Il s'est auto -proclamé ghost-sniper et il sait viser. Il a refermé la porte sur son passé, le voilà prêt à faire le ménage. Ça ne peut pas durer. Ça ne durera pas. Embusqué dans un bunker, il guette sa dernière victime.»
Après avoir entrecroisé, dans Chair électrique, les vies d'un bourreau américain ordinaire et les frasques extraordinaires du magicien Houdini, Claro s'invente un autre grand écart narratif : le thriller mythologique.
Deux figures millénaires celle de Méduse et celle du Cyclope reprennent vie dans le monde d'aujourd'hui :
la première en femme fatale derrière ses lunettes noires, le second en tireur embusqué dans son bunker. L'une amante en série, l'autre tueur en série.

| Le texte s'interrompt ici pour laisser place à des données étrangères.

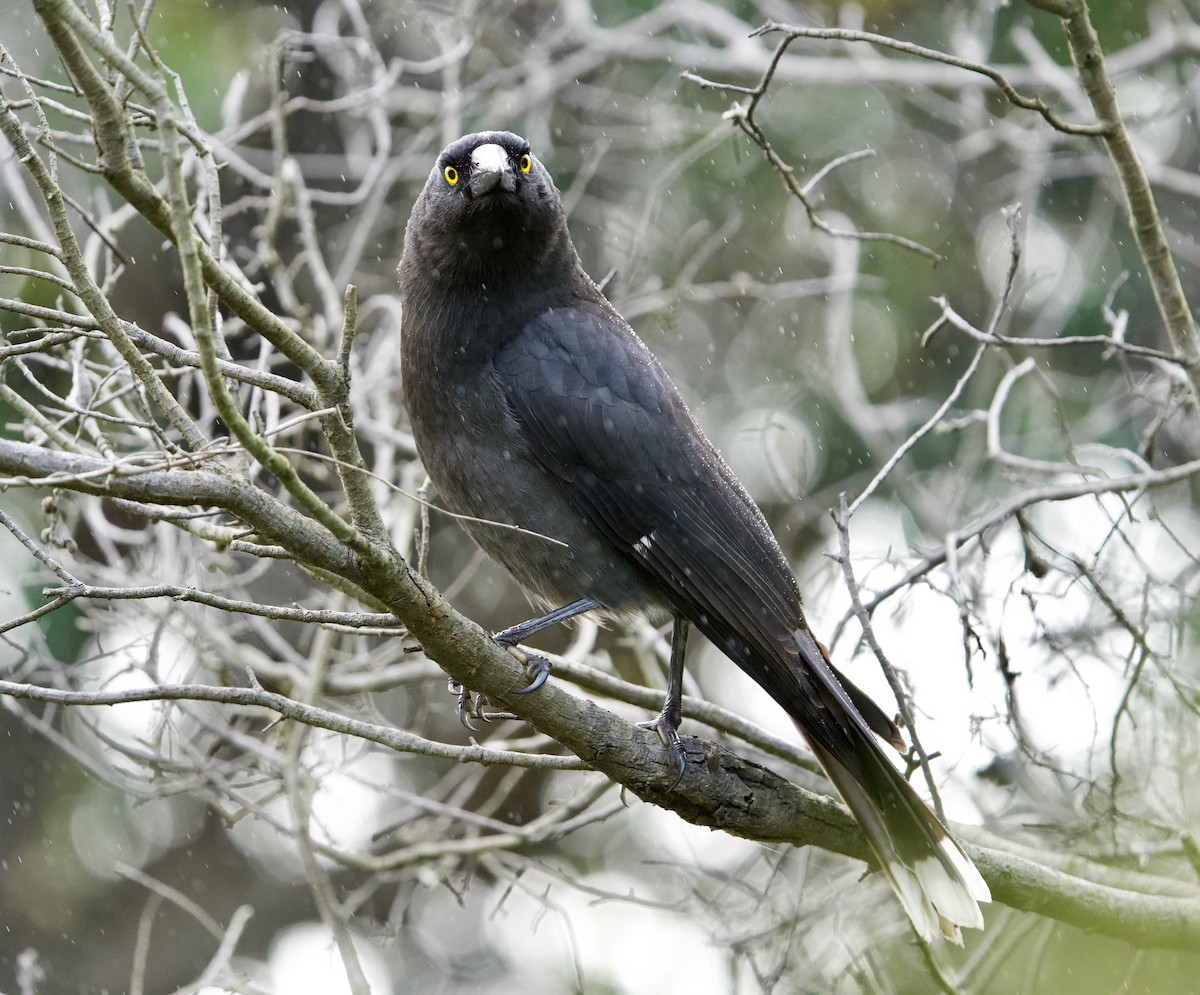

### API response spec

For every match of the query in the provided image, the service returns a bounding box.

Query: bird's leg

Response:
[446,677,491,732]
[492,598,600,695]
[638,617,688,791]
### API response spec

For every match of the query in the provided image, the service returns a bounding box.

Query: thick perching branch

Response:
[0,0,1200,990]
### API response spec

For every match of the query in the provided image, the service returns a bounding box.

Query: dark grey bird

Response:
[400,131,990,942]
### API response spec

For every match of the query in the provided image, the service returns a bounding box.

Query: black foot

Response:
[446,677,491,732]
[637,711,688,791]
[492,629,550,695]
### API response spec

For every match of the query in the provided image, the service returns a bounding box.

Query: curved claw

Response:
[512,653,550,695]
[637,712,688,791]
[446,677,491,732]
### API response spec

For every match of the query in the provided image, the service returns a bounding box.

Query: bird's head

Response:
[401,131,574,289]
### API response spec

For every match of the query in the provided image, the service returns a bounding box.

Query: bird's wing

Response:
[494,305,989,942]
[494,302,859,749]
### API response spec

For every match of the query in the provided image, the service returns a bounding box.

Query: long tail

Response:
[788,630,991,945]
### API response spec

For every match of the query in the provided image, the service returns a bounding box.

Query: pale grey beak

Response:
[467,144,517,197]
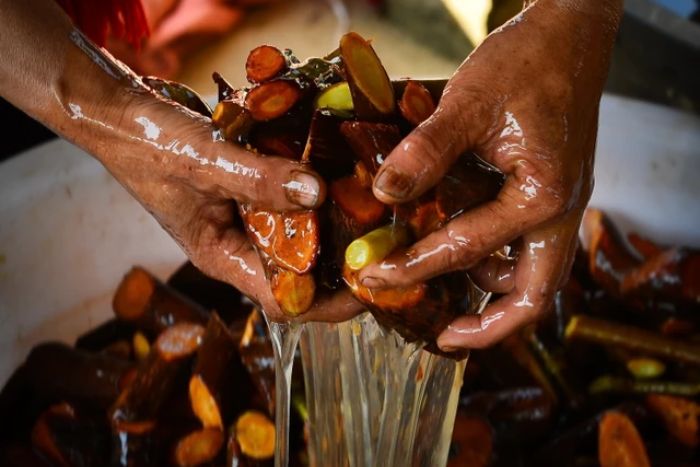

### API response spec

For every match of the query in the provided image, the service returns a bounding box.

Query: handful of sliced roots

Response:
[150,33,503,351]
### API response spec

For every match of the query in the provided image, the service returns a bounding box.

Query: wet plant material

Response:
[212,33,503,358]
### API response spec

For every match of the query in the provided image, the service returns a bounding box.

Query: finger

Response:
[300,289,366,323]
[437,223,573,352]
[374,96,484,204]
[469,255,516,294]
[360,177,549,288]
[188,217,365,322]
[186,226,288,321]
[204,145,326,211]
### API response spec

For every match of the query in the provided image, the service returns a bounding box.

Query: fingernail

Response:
[374,166,414,198]
[283,170,321,208]
[362,277,386,289]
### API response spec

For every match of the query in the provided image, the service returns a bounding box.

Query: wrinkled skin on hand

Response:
[360,0,622,351]
[98,93,361,321]
[0,0,361,321]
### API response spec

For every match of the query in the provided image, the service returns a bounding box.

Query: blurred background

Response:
[0,0,700,160]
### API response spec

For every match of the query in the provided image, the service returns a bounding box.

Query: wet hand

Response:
[96,88,361,321]
[360,0,621,351]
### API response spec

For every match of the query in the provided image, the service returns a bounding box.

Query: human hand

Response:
[98,88,361,321]
[0,0,362,321]
[360,0,622,351]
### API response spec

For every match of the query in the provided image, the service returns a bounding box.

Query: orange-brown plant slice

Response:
[245,45,287,83]
[235,410,275,460]
[598,411,651,467]
[175,428,224,467]
[329,175,386,225]
[340,121,401,175]
[340,32,395,120]
[189,375,224,430]
[240,205,321,274]
[154,323,204,361]
[211,100,253,142]
[245,80,301,122]
[399,81,435,126]
[270,268,316,317]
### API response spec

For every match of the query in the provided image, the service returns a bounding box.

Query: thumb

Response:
[198,143,326,211]
[374,96,478,204]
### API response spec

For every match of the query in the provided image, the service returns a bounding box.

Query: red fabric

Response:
[56,0,149,48]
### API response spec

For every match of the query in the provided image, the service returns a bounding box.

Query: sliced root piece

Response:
[235,410,275,460]
[399,80,435,126]
[340,32,395,120]
[340,121,401,175]
[245,45,287,83]
[112,267,209,333]
[240,205,321,274]
[598,411,651,467]
[216,100,253,143]
[245,80,302,122]
[175,428,224,467]
[329,176,386,226]
[270,268,316,317]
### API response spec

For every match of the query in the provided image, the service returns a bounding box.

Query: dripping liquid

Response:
[267,321,302,467]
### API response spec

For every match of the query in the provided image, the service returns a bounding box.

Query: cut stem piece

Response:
[189,313,236,430]
[345,224,409,271]
[588,375,700,397]
[110,323,204,435]
[646,394,700,449]
[269,267,316,317]
[399,80,435,126]
[245,80,301,122]
[340,32,395,120]
[245,45,287,83]
[340,121,401,175]
[627,358,666,379]
[564,315,700,365]
[314,81,355,113]
[216,100,253,143]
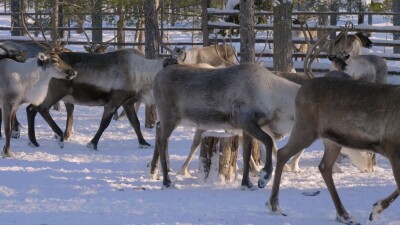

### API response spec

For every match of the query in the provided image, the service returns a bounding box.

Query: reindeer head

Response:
[171,46,186,62]
[83,43,110,53]
[37,52,77,80]
[328,53,350,71]
[0,41,28,62]
[355,32,374,48]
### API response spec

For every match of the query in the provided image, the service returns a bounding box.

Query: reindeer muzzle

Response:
[65,69,78,80]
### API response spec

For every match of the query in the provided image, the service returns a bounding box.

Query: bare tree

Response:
[274,0,293,72]
[393,1,400,54]
[144,0,160,128]
[92,0,103,42]
[239,0,256,62]
[11,0,22,36]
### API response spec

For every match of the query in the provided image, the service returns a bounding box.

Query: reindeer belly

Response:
[23,84,49,105]
[63,84,111,106]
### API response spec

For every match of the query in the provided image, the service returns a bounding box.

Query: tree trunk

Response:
[201,0,211,46]
[393,1,400,54]
[198,132,239,181]
[92,0,103,42]
[144,0,160,128]
[51,0,59,42]
[274,0,293,72]
[135,17,145,54]
[358,0,365,24]
[329,0,339,39]
[58,0,66,38]
[11,0,22,36]
[117,5,125,49]
[239,0,256,62]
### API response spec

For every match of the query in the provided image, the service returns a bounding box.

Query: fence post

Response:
[201,0,211,46]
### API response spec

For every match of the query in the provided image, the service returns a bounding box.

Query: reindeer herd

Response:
[0,18,400,224]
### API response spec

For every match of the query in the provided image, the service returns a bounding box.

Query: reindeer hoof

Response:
[162,180,176,190]
[139,143,152,149]
[86,142,97,150]
[28,141,40,148]
[1,152,14,159]
[178,168,192,178]
[336,215,361,225]
[54,134,64,148]
[369,202,384,221]
[240,184,258,191]
[258,170,271,188]
[147,163,160,180]
[265,201,287,216]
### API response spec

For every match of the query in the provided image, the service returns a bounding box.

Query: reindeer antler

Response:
[300,21,354,78]
[21,12,67,53]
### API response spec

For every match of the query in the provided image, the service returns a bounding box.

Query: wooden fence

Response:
[0,9,400,74]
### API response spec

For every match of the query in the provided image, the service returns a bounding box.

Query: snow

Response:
[0,10,400,225]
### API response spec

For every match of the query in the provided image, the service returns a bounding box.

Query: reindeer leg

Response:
[241,132,260,190]
[26,104,39,147]
[123,103,151,148]
[64,102,75,140]
[11,115,22,139]
[267,123,317,216]
[87,105,117,150]
[36,106,64,148]
[238,121,274,188]
[178,129,205,177]
[369,153,400,221]
[147,122,161,180]
[2,104,16,158]
[156,120,176,188]
[0,108,3,140]
[318,140,359,224]
[369,189,400,221]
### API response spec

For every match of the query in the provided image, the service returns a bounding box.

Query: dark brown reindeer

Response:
[171,44,238,67]
[149,64,299,189]
[267,78,400,224]
[27,49,177,149]
[0,49,77,157]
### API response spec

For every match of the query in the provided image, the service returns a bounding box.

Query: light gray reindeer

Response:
[27,49,177,149]
[149,64,300,189]
[328,53,388,83]
[178,70,352,177]
[172,44,238,67]
[0,53,77,157]
[267,78,400,224]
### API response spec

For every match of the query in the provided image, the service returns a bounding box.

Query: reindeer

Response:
[27,49,177,149]
[0,41,28,62]
[178,70,352,177]
[267,78,400,224]
[328,53,388,83]
[149,63,300,189]
[172,44,238,67]
[0,53,77,157]
[331,32,374,56]
[292,19,318,60]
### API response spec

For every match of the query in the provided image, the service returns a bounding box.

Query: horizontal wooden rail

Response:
[208,21,400,33]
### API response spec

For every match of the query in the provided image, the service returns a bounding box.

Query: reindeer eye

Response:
[51,58,58,63]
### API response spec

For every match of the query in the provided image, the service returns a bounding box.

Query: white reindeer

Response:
[0,53,77,157]
[172,45,238,67]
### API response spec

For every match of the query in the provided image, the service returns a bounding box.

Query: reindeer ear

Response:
[38,52,48,62]
[83,45,92,52]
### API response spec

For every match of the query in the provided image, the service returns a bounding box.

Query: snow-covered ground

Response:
[0,10,400,225]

D'où cette serial fiction, construite selon deux cheminements parallèles et fragmentaires qui donne à voir sous toutes ses formes (zoologique ou balistique) tout l'arbitraire du désir. Et s'il s'agit bien ici d'un précis d'anatomie, c'est d'emblée comme une préhistoire de l'oeil, de ce regard prédateur qui minéralise ou met en joue l'être aimé, de cette vision qui n'est que visée, de cette pulsion qui cible son objet et le déréalise à mesure, qui atteint l'autre sans espoir d'être jamais touché en retour. Bref, d'un désir à sens unique, pur
impact n'accédant jamais à l'altérité. Jusqu'au moment précis où et c'est l'effet de miroir saisissant de ce livre, les deux lignes de fuite de ces tueurs solitaires vont se faire face. Se toiser, se reconnaître, se combattre d'égal à égal.
De ce duel improbable va naître l'ultime dénouement de Bunker anatomie, son suspense homicide et son épilogue littéralement, paisiblement, tout simplement, amoureux.
Une anti-fable à géométrie variable donc, qui prend le lecteur à témoin, ou plutôt, en ligne de mire.